Kißig, Otto; Taraz, Martin; Cohen, Sarel; Friedrich, Tobias Drug Repurposing Using Link Prediction on Knowledge GraphsICML Workshop on Computational Biology (WCB@ICML) 2021: 742–753
The active global SARS-CoV-2 pandemic caused more than 167 million cases and 3.4 million deaths worldwide. The development of completely new drugs for such a novel disease is a challenging, time intensive process and despite researchers around the world working on this task, no effective treatments have been developed yet. This emphasizes the importance of drug repurposing, where treatments are found among existing drugs that are meant for different diseases. A common approach to this is based on knowledge graphs, that condense relationships between entities like drugs, diseases and genes. Graph neural networks (GNNs) can then be used for the task at hand by predicting links in such knowledge graphs. Expanding on state-of-the-art GNN research, Doshi et al. recently developed the Dr-COVID model. We further extend their work using additional output interpretation strategies. The best aggregation strategy derives a top-100 ranking of candidate drugs, 32 of which currently being in COVID-19-related clinical trials.
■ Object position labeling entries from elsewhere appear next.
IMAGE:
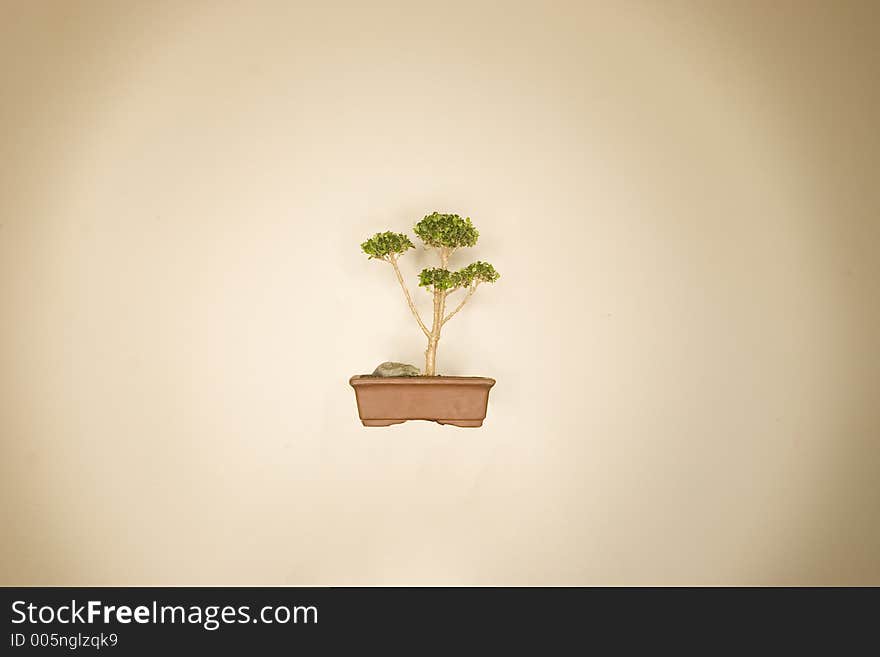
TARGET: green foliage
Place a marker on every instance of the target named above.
(381, 245)
(443, 279)
(481, 272)
(447, 230)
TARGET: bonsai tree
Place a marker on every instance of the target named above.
(444, 233)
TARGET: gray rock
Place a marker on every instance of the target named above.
(396, 369)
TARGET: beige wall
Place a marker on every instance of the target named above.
(682, 199)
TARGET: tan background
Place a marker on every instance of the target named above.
(682, 199)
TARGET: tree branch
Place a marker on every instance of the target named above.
(393, 260)
(467, 296)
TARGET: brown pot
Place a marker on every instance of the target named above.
(458, 400)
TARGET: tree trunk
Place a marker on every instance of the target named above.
(434, 338)
(439, 309)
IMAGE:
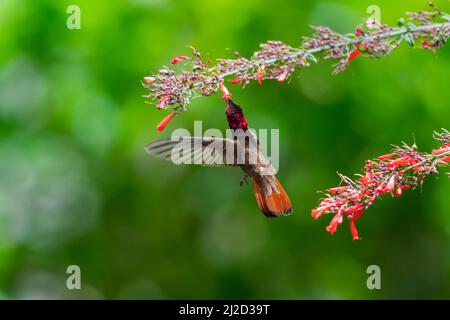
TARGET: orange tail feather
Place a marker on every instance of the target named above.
(274, 204)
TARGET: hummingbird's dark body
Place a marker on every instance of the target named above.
(245, 153)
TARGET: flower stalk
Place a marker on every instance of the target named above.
(278, 61)
(404, 168)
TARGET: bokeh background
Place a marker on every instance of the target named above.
(76, 186)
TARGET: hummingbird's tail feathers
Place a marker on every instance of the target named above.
(271, 197)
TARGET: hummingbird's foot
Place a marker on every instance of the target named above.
(244, 180)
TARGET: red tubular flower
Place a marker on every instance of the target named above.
(149, 79)
(259, 76)
(337, 190)
(354, 231)
(391, 185)
(441, 150)
(337, 220)
(178, 59)
(386, 156)
(426, 44)
(365, 180)
(391, 173)
(353, 55)
(398, 193)
(225, 93)
(164, 122)
(355, 208)
(162, 102)
(316, 213)
(399, 162)
(282, 77)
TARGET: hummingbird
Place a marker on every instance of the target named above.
(241, 150)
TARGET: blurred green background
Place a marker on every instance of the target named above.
(76, 186)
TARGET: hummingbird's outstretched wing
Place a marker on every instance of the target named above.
(206, 151)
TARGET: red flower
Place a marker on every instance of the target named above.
(398, 193)
(353, 55)
(164, 122)
(259, 76)
(316, 213)
(337, 190)
(445, 159)
(427, 44)
(399, 162)
(386, 156)
(149, 79)
(355, 208)
(178, 59)
(162, 102)
(359, 32)
(282, 77)
(225, 93)
(441, 150)
(365, 180)
(354, 231)
(391, 185)
(337, 220)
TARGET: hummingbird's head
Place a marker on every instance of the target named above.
(235, 116)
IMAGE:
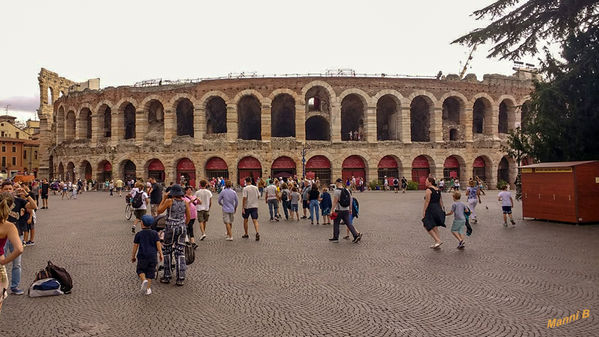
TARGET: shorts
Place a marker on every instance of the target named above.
(139, 213)
(228, 217)
(458, 225)
(203, 216)
(147, 266)
(250, 211)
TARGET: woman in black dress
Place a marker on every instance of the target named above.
(433, 214)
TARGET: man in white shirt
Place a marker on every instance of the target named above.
(203, 206)
(250, 207)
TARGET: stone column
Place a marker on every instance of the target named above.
(406, 130)
(370, 127)
(436, 130)
(335, 122)
(300, 122)
(467, 123)
(265, 122)
(170, 129)
(232, 130)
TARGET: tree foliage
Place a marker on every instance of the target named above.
(518, 26)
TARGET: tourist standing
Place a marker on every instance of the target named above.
(342, 202)
(178, 216)
(433, 215)
(250, 207)
(228, 200)
(204, 197)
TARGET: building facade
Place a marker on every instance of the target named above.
(328, 127)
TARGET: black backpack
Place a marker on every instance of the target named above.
(344, 198)
(137, 200)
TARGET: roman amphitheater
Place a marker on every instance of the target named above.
(369, 126)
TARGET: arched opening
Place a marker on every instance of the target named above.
(353, 167)
(249, 120)
(104, 121)
(506, 116)
(129, 121)
(85, 124)
(318, 100)
(156, 170)
(480, 168)
(70, 126)
(186, 170)
(70, 173)
(248, 167)
(155, 111)
(129, 170)
(216, 168)
(420, 171)
(420, 117)
(387, 127)
(216, 115)
(388, 168)
(61, 171)
(185, 118)
(481, 115)
(104, 171)
(85, 170)
(319, 167)
(317, 128)
(283, 116)
(283, 167)
(452, 109)
(352, 118)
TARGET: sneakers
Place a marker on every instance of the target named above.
(357, 238)
(16, 291)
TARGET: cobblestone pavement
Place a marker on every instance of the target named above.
(507, 282)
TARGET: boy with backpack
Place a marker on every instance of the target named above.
(146, 245)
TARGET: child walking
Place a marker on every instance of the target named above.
(459, 219)
(507, 202)
(146, 245)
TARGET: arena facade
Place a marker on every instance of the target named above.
(261, 126)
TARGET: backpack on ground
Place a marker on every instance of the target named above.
(137, 201)
(355, 207)
(45, 287)
(60, 274)
(344, 198)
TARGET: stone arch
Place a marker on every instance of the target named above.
(388, 121)
(249, 118)
(454, 117)
(283, 116)
(421, 111)
(70, 125)
(353, 116)
(507, 114)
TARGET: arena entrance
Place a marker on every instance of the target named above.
(319, 167)
(283, 167)
(420, 171)
(156, 170)
(353, 166)
(186, 172)
(216, 167)
(248, 167)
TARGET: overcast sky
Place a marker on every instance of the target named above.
(126, 41)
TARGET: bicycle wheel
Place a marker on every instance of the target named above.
(128, 212)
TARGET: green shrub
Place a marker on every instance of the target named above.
(412, 185)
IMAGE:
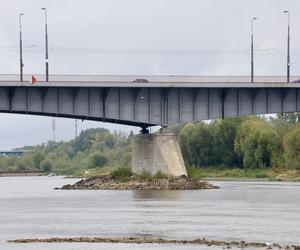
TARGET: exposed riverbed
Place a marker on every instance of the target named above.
(250, 211)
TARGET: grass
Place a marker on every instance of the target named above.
(238, 173)
(94, 172)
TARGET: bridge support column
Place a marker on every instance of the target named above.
(157, 152)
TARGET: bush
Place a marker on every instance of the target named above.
(258, 144)
(160, 175)
(122, 173)
(97, 160)
(145, 176)
(291, 145)
(46, 166)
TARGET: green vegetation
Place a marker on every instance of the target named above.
(250, 147)
(94, 151)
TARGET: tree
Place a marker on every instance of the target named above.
(196, 141)
(37, 158)
(97, 160)
(258, 144)
(291, 145)
(224, 137)
(46, 166)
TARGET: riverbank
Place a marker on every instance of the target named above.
(20, 174)
(232, 174)
(135, 240)
(109, 182)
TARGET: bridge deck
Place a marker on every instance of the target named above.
(153, 81)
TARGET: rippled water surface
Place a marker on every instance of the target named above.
(251, 211)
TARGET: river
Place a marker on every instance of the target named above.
(250, 211)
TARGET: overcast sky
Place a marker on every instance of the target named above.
(161, 37)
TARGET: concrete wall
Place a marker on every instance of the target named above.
(157, 152)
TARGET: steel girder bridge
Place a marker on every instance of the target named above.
(146, 101)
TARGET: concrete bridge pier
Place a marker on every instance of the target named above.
(157, 152)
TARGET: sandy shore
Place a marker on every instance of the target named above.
(135, 183)
(134, 240)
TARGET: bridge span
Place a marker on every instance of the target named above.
(148, 100)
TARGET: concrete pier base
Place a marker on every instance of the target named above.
(157, 152)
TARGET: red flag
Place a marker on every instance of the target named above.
(33, 79)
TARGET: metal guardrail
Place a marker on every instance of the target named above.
(150, 78)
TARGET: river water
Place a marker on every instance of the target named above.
(250, 211)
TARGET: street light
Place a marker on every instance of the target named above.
(21, 47)
(288, 46)
(46, 45)
(252, 54)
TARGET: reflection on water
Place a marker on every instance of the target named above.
(166, 195)
(251, 211)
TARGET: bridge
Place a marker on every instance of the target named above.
(146, 101)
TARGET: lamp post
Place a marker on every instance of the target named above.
(21, 47)
(46, 45)
(252, 53)
(288, 47)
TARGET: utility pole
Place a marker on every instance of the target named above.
(21, 47)
(53, 129)
(288, 47)
(76, 128)
(252, 49)
(46, 45)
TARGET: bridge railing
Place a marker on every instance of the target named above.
(150, 78)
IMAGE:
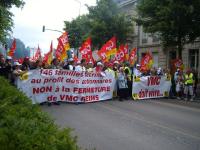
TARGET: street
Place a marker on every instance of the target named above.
(132, 125)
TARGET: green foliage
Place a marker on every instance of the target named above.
(78, 30)
(103, 21)
(6, 21)
(25, 126)
(20, 51)
(177, 21)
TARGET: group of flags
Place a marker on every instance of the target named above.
(108, 52)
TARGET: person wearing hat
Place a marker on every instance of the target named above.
(90, 66)
(136, 71)
(26, 64)
(122, 84)
(82, 66)
(69, 65)
(188, 85)
(8, 68)
(16, 72)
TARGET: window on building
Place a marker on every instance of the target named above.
(194, 58)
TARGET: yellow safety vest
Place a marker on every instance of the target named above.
(189, 79)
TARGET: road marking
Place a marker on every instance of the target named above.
(141, 118)
(176, 105)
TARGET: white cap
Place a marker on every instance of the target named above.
(17, 64)
(8, 57)
(71, 59)
(137, 65)
(116, 62)
(99, 64)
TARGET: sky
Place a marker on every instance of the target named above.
(29, 20)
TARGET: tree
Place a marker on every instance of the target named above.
(78, 30)
(103, 21)
(20, 51)
(176, 21)
(6, 16)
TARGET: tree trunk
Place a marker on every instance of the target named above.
(180, 48)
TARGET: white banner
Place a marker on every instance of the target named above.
(67, 86)
(151, 87)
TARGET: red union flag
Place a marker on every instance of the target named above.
(86, 50)
(108, 49)
(86, 47)
(38, 53)
(147, 61)
(59, 50)
(63, 40)
(120, 54)
(12, 49)
(126, 56)
(133, 56)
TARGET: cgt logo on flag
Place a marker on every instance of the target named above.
(24, 76)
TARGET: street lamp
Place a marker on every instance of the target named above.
(79, 6)
(43, 29)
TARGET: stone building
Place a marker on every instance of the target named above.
(146, 42)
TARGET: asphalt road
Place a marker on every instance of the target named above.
(132, 125)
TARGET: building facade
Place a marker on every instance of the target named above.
(147, 42)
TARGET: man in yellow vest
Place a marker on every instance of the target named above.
(188, 83)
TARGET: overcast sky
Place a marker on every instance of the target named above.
(51, 13)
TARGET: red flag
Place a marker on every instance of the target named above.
(120, 54)
(38, 54)
(12, 49)
(147, 61)
(108, 49)
(126, 56)
(48, 57)
(86, 47)
(133, 56)
(59, 50)
(86, 50)
(63, 40)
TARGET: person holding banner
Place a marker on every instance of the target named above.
(189, 81)
(122, 84)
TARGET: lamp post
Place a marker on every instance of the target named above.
(44, 29)
(79, 6)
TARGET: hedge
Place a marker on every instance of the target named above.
(24, 126)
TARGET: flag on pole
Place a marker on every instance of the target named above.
(133, 56)
(120, 55)
(86, 50)
(49, 56)
(126, 55)
(12, 49)
(147, 61)
(63, 40)
(38, 53)
(108, 49)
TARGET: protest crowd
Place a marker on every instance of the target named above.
(121, 64)
(185, 83)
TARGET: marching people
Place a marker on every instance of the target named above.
(90, 66)
(128, 74)
(82, 66)
(136, 71)
(122, 84)
(26, 64)
(16, 72)
(179, 84)
(8, 68)
(188, 85)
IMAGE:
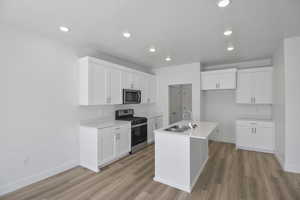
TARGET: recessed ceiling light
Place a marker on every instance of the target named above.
(228, 32)
(64, 29)
(230, 48)
(126, 34)
(223, 3)
(152, 49)
(168, 58)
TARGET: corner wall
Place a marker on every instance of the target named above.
(40, 115)
(279, 103)
(180, 74)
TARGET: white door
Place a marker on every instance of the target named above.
(175, 104)
(108, 145)
(244, 136)
(262, 87)
(264, 138)
(98, 85)
(115, 86)
(124, 140)
(209, 81)
(244, 88)
(152, 89)
(127, 80)
(150, 134)
(145, 88)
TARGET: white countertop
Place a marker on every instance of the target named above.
(202, 131)
(104, 124)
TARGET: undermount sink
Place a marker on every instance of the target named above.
(178, 128)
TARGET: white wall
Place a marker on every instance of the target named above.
(39, 108)
(278, 102)
(292, 103)
(181, 74)
(220, 106)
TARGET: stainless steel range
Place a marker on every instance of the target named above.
(138, 128)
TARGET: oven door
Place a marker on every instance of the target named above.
(138, 134)
(131, 96)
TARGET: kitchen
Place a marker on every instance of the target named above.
(101, 104)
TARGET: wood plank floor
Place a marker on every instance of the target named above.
(228, 175)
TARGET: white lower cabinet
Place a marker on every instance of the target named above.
(99, 147)
(255, 135)
(153, 124)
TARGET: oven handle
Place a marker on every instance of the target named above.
(138, 125)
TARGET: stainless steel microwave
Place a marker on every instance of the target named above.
(131, 96)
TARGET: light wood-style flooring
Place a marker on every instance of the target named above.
(230, 174)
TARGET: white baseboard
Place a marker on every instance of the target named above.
(12, 186)
(185, 188)
(255, 149)
(291, 167)
(198, 174)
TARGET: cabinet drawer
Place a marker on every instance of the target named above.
(254, 123)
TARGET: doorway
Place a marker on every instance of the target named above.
(180, 102)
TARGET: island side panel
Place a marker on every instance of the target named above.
(199, 157)
(172, 160)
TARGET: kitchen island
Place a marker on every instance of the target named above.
(181, 153)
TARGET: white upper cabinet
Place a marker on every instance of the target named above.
(254, 86)
(219, 79)
(101, 83)
(148, 88)
(255, 135)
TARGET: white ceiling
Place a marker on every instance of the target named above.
(187, 30)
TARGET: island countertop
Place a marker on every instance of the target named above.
(202, 131)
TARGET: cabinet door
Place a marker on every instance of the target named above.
(244, 88)
(262, 87)
(98, 91)
(150, 133)
(115, 86)
(227, 81)
(264, 138)
(209, 81)
(152, 89)
(244, 136)
(108, 145)
(127, 80)
(123, 136)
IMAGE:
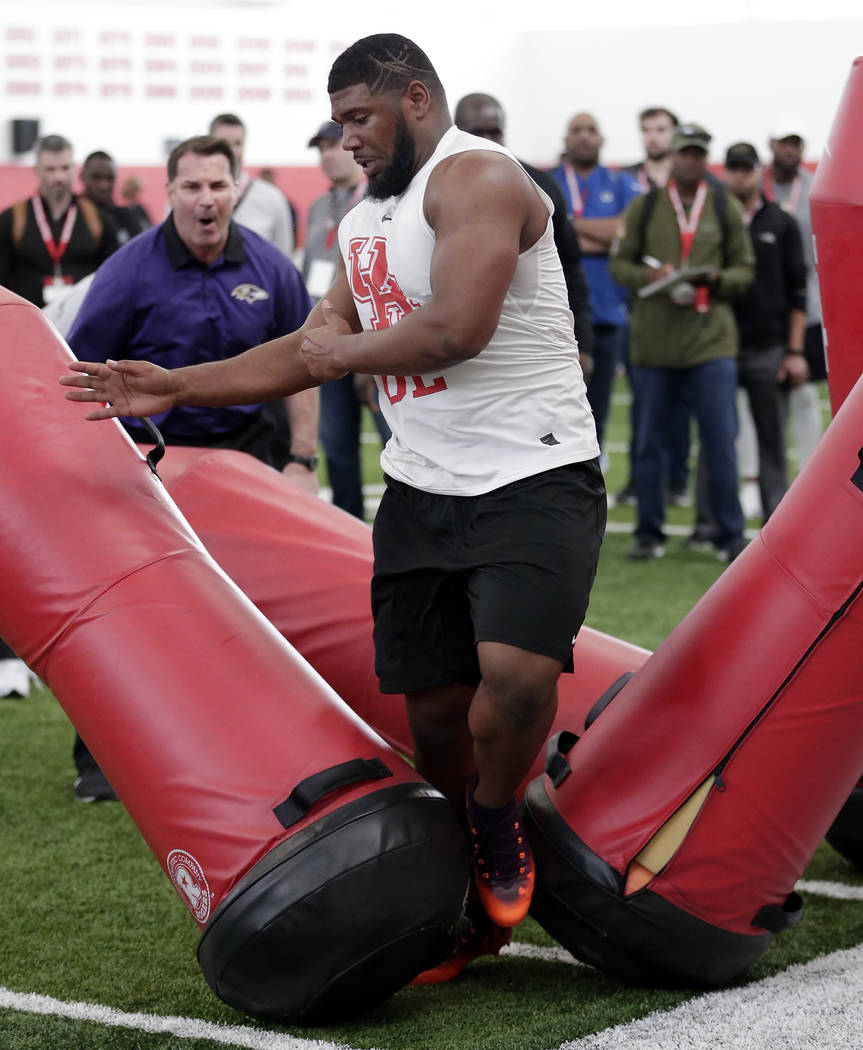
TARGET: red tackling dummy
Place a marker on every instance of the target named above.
(323, 873)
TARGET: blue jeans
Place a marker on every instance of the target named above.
(709, 393)
(609, 347)
(340, 417)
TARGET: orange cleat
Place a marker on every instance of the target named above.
(470, 946)
(504, 872)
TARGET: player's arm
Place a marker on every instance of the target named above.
(484, 211)
(273, 370)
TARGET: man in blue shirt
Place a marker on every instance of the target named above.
(197, 288)
(596, 197)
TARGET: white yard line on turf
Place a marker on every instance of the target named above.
(839, 890)
(521, 949)
(811, 1006)
(185, 1028)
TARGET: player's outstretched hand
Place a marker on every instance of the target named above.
(129, 387)
(321, 347)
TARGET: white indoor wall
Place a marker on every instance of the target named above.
(737, 69)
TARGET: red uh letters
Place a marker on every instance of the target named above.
(372, 282)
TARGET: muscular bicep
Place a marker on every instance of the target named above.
(480, 210)
(341, 300)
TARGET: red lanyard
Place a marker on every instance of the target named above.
(57, 251)
(577, 198)
(333, 223)
(688, 226)
(794, 194)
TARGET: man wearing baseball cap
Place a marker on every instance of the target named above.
(683, 337)
(341, 400)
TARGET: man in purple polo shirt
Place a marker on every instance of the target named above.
(197, 288)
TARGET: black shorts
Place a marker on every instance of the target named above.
(514, 565)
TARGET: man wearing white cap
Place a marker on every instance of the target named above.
(788, 184)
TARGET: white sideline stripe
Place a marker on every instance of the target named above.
(839, 890)
(811, 1006)
(185, 1028)
(521, 949)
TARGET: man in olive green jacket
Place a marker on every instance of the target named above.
(683, 338)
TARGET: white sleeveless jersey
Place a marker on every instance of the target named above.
(514, 410)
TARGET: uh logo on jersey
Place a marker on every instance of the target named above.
(373, 286)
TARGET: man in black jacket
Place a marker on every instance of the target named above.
(771, 318)
(483, 116)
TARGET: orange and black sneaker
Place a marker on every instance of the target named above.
(503, 864)
(480, 937)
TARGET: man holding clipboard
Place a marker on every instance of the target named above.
(686, 253)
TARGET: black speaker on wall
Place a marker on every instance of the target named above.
(24, 133)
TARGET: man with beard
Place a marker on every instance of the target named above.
(657, 127)
(683, 335)
(483, 116)
(595, 198)
(449, 291)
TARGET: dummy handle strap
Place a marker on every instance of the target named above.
(556, 765)
(318, 784)
(778, 919)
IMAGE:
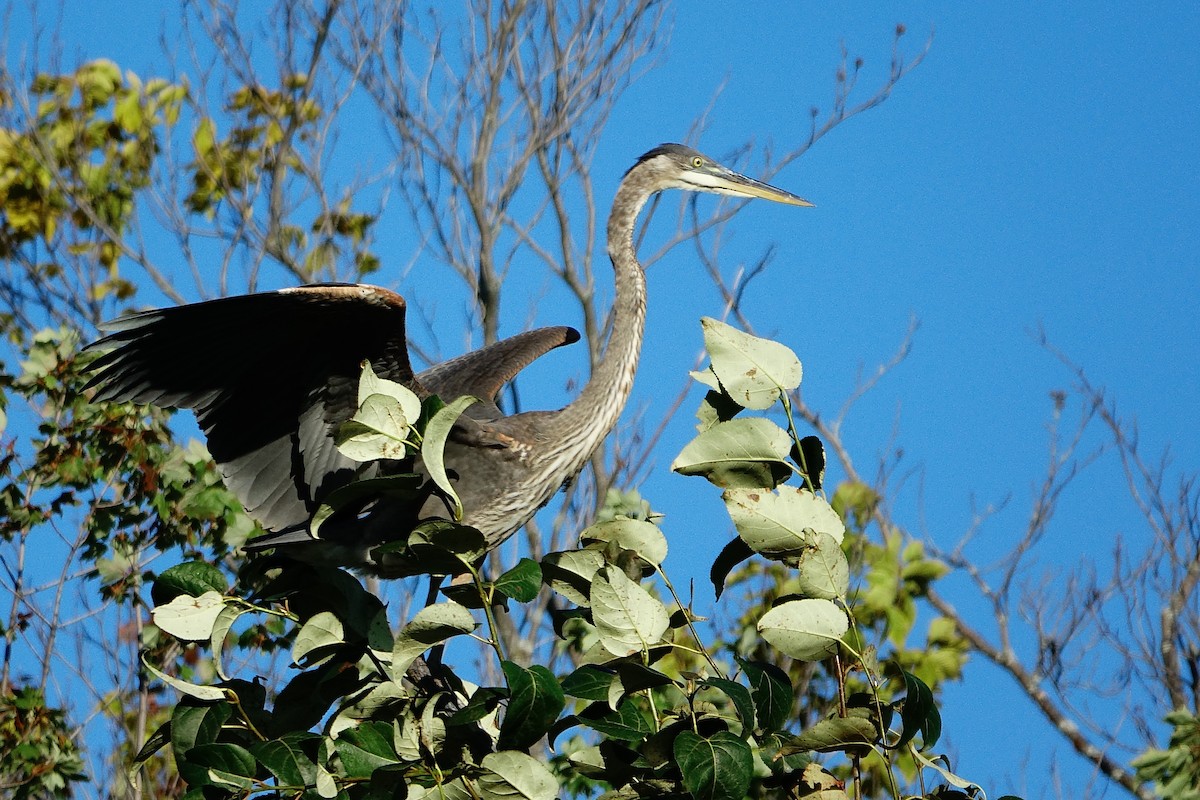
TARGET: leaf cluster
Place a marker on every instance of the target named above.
(372, 711)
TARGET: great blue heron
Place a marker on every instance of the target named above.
(271, 377)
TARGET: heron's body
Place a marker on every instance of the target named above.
(271, 377)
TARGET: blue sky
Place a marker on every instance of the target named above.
(1039, 169)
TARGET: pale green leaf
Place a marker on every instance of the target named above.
(744, 453)
(225, 621)
(753, 371)
(808, 630)
(643, 537)
(432, 625)
(511, 775)
(627, 617)
(379, 429)
(781, 523)
(823, 571)
(187, 618)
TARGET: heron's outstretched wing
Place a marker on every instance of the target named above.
(269, 377)
(485, 371)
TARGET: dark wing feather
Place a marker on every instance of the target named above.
(484, 372)
(269, 376)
Moreover, we present an alternative application for the model, the generation of additional candidates based on a given pre-selection of drug candidates using collaborative filtering. In addition, we improved the implementation of the Dr-COVID model by significantly shortening the inference and pre-processing time by exploiting data-parallelism. As drug repurposing is a task that requires high computation and memory resources, we further accelerate the post-processing phase using a new emerging hardware—we propose a new approach to leverage the use of high-capacity Non-Volatile Memory for aggregate drug ranking.